Using a Website to Sell Novels

One of the things I have been thinking about recently is how can a novelist use a website to sell books? It is very important that we draw a distinction between novels and non-fiction books. It may not be easy, but with non-fiction the formula is straight forward.

The Non-fiction Method

People choose which websites they visit based on a felt need. Often, the felt need is translated into a search engine query. Unless you are a regular reader of this blog, you may have found this post by typing how can a novelist use a website to sell books or something similar, into Google or some other search engine. You may have clicked on the link because it may answer your question. Following that thought. If a non-fiction author has written a book about Habakkuk, it is reasonable to assume that the people who will buy the book are looking for information about Habakkuk or other books about prophets. The author can provide this information on his website and then simply say, “if you would like to know more, read my book.”

The Problem With Novels

This approach above will not work with novels. Fiction readers are still looking for information to fill a felt need. As a point of interest, you might visit the romance discussion area on There you will find comments like, “I am looking for a book where the man just got out of jail and the woman is a librarian.” The problem is that not everyone is looking for the same thing. Some people would be happy if the book is a page turner. Most people are looking for a novel that they can put some confidence in before they waste several hours.

A novelist can’t say, “I have a great book.” No matter how good the author is, as soon as she makes that claim she is daring people to disagree. So while a potential reader might type this is a great book into a search engine, the moment the reader finds a website with the author saying, “this is a great book, buy it today,” the reader is turned off.

Making it Work With Novels

Here are a few suggestions:


You’ve heard the expression, Show, Don’t Tell. Instead of telling people, a lot of people have read this book and they liked it, show it by including statements like the following from some of my readers:

  • I really enjoyed Searching for Mom – Kylene S.

  • Searching for Mom is a great read. – H.

  • Searching for Mom was very touching. My father died when I was young… – W.

  • My daughter-in-law gave me a copy of Searching for Mom and I didn’t put it down until I finished it – E.

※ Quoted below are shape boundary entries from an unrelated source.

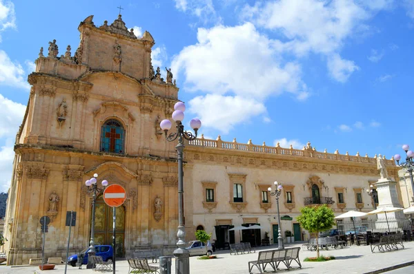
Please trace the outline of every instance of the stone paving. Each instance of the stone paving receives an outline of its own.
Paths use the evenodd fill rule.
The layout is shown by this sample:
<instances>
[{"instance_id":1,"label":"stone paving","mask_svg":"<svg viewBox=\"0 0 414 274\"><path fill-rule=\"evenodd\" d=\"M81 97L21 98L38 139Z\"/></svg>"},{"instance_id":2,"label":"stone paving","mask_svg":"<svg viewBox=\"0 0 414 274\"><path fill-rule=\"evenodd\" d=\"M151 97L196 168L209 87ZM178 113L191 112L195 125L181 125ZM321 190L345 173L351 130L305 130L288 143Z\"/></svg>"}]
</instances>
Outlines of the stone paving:
<instances>
[{"instance_id":1,"label":"stone paving","mask_svg":"<svg viewBox=\"0 0 414 274\"><path fill-rule=\"evenodd\" d=\"M306 257L315 257L316 251L308 251L301 249L299 257L302 264L302 269L293 269L288 273L291 274L359 274L373 271L377 269L392 266L414 260L414 242L404 242L405 249L384 253L371 252L369 246L352 246L343 249L330 249L323 251L321 254L333 255L336 260L324 262L303 262ZM302 246L302 244L289 244L286 247ZM268 246L267 249L260 250L273 249L276 246ZM248 274L248 262L256 260L257 251L255 253L230 255L228 251L218 251L215 253L217 259L201 260L197 257L190 258L190 268L191 274ZM293 263L293 266L296 264ZM282 264L282 273L288 273ZM172 260L172 273L175 273L174 260ZM403 268L404 269L404 268ZM405 268L409 271L413 268ZM34 274L50 273L53 274L64 273L65 266L58 265L53 271L40 271L37 266L10 267L0 266L0 273L13 274ZM125 260L117 262L116 273L127 274L128 271L128 262ZM81 269L68 266L68 273L97 273L91 269ZM107 272L108 273L108 272ZM112 273L112 272L111 272ZM259 271L254 270L254 273ZM403 272L410 273L410 272Z\"/></svg>"}]
</instances>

  • I love Searching for Mom - Lisa

Why does this work? We generally give people the benefit of the doubt and expect that they believe what they say. We expect the author to believe his book is good, no matter how horrible it might be, so we can easily dismiss a book if the author is the only one who says it is good. It is much harder to dismiss the opinion of the people who have read the book. The book might have problems. It might not follow the rules. It might could be tighter. It might have some unbelievable elements. Whatever might be wrong, the statements by the readers will make it clear that they enjoyed it anyway. If all we have is the author’s statement and we see some problem with the book then we might conclude the author thinks too highly of himself.

Write About the Theme

One of the people who read Searching for Mom wrote to me saying that she lost her father when she was young and was touched by the story. In Searching for Mom it is Sara’s mother who died, but it still made that connection. If you want to attract people to your blog or website who might be interested in your novel, focus your attention on the non-fiction theme of the book.

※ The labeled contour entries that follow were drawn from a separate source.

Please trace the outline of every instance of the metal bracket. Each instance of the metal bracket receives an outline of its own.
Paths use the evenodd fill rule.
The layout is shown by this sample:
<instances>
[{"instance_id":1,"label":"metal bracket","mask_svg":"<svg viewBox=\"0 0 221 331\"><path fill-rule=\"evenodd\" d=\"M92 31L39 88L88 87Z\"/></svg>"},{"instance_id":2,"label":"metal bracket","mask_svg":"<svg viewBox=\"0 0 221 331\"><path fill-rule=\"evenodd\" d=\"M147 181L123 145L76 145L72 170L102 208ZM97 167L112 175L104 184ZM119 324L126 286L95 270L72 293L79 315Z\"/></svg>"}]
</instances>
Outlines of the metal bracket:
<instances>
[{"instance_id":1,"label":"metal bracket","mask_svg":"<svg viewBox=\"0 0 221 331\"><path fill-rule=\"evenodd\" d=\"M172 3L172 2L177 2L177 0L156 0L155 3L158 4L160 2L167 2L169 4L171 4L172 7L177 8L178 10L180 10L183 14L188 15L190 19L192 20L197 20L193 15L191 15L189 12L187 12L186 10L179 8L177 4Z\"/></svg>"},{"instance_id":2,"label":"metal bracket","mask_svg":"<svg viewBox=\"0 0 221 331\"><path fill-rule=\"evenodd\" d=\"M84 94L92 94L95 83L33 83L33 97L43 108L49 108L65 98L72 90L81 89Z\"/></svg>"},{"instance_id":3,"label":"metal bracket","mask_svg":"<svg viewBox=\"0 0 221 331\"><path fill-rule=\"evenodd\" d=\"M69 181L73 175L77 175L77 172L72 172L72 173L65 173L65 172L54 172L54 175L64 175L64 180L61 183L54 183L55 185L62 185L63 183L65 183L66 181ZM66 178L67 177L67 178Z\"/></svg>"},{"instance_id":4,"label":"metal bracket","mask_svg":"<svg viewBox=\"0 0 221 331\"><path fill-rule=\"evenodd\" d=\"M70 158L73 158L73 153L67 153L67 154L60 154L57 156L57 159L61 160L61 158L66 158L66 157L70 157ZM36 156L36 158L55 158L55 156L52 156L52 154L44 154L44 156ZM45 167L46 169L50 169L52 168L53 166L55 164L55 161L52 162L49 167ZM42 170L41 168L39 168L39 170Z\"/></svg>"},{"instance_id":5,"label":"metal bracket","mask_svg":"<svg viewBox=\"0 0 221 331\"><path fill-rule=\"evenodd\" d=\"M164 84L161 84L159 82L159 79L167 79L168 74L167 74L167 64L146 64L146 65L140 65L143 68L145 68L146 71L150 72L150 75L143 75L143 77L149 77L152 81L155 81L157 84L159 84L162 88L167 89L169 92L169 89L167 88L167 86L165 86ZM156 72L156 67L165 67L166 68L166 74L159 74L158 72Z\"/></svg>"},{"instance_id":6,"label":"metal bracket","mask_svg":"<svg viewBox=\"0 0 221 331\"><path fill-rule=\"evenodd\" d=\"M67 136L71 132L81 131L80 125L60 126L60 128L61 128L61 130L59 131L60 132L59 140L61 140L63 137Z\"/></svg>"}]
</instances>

Suppose you have written a love story involving a coal miner’s wife. Love stories are a dime a dozen, but if you can make a connection with some coal miner’s wives, you may be able to make some sales. I don’t know if there is such a thing, but suppose a woman is looking for a support group for coal miner’s wives. She searches the web and finds a link to your website were you talk about coal miner’s wives. She gets interested in what you have to say and reads more. She may come back later. She may come back several times and each time she sees that you have a novel about coal miner’s wives. At some point her curiosity gets the better of her and she buys the book.

More Later

Time and space prevents me from mentioning some of the other suggestions I have. I hope that you have found these helpful. If time permits I will attempt to provide additional suggestions at a later date.